I heard her take a deep breath in the dark, and then she broke away. The fire flared back to life in her hand.

“Sorry about that,” she said. “I’m not usually so ...”

“Don’t worry about it.”

“We should be getting on.”

“Lead the way,” I said.

We walked through the woods in a comfortable silence. When we came to the bog she said, “Step only where I step,” and I did, planting my feet in her prints. Bog gases flared up in green pyres in the distance, as if in sympathy with Emma’s light.
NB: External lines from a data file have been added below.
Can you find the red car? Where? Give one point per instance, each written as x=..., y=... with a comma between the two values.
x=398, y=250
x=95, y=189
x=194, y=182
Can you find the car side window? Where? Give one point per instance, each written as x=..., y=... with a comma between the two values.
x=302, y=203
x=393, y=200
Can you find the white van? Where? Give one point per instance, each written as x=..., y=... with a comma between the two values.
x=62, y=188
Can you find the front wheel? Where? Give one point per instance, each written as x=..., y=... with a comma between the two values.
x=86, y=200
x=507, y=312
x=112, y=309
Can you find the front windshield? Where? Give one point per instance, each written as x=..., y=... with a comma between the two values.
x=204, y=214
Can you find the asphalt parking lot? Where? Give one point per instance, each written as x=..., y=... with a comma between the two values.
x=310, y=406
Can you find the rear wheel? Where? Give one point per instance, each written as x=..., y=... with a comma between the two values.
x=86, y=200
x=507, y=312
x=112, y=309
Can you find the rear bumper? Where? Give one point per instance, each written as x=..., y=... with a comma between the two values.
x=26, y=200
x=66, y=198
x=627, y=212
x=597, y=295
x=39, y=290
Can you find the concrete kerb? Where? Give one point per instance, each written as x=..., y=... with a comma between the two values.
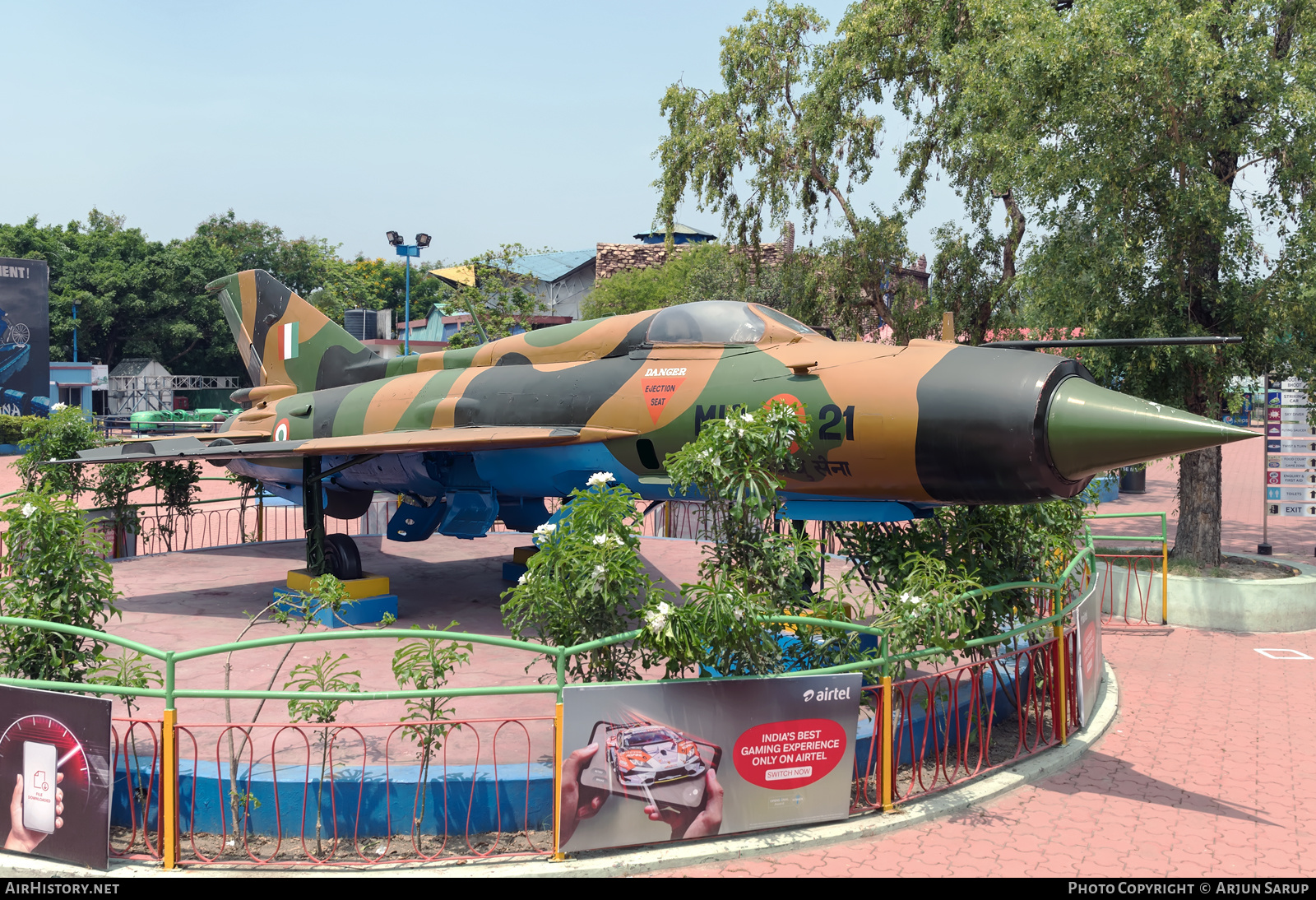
x=1236, y=604
x=674, y=856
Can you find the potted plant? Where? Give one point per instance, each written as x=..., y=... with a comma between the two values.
x=1133, y=479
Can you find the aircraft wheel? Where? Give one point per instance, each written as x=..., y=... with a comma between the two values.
x=342, y=557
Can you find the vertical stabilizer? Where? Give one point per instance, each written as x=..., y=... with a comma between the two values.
x=283, y=340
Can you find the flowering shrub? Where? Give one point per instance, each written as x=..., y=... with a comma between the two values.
x=736, y=466
x=587, y=582
x=53, y=571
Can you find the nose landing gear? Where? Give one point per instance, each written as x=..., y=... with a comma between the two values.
x=332, y=554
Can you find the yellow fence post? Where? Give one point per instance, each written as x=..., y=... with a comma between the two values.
x=169, y=790
x=557, y=781
x=1165, y=577
x=1061, y=716
x=887, y=757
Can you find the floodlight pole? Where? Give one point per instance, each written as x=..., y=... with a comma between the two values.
x=407, y=252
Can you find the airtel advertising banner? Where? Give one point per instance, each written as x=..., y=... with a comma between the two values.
x=56, y=772
x=671, y=761
x=1091, y=667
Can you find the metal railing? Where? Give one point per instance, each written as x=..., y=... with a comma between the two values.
x=1131, y=564
x=945, y=740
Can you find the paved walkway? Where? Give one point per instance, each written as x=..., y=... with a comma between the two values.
x=1240, y=505
x=1208, y=770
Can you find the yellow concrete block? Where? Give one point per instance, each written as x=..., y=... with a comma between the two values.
x=359, y=588
x=521, y=555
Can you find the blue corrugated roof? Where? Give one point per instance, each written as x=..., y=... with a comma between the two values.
x=552, y=266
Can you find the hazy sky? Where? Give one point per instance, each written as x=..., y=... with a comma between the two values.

We reached the cairn and ducked inside, shuffling in single-file to the rear chamber and then out again to a world shrouded in mist. She guided me back to the path, and when we reached it she laced her fingers through mine and squeezed. We were quiet for a moment. Then she turned and went back, the fog swallowing her so quickly that for a moment I wondered if she’d been there at all.

*   *   *

Returning to town, I half-expected to find horse-drawn wagons roaming the streets. Instead I was welcomed by the hum of generators and the glow of TV screens behind cottage windows. I was home, such as it was.

Kev was manning the bar again and raised a glass in my direction as I came in. None of the men in the pub offered to lynch me. All seemed right with the world.

I went upstairs to find Dad asleep in front of his laptop at our little table. When I shut the door he woke with a start.

“Hi! Hey! You’re out late. Or are you? What time is it?”

“I don’t know,” I said. “Before nine I think. The gennies are still on.”

He stretched and rubbed his eyes. “What’d you do today? I was hoping I’d see you for dinner.”

“Just explored the old house some more.”

“Find anything good?”

“Uh ... not really,” I said, realizing that I probably should’ve bothered to concoct a more elaborate cover story.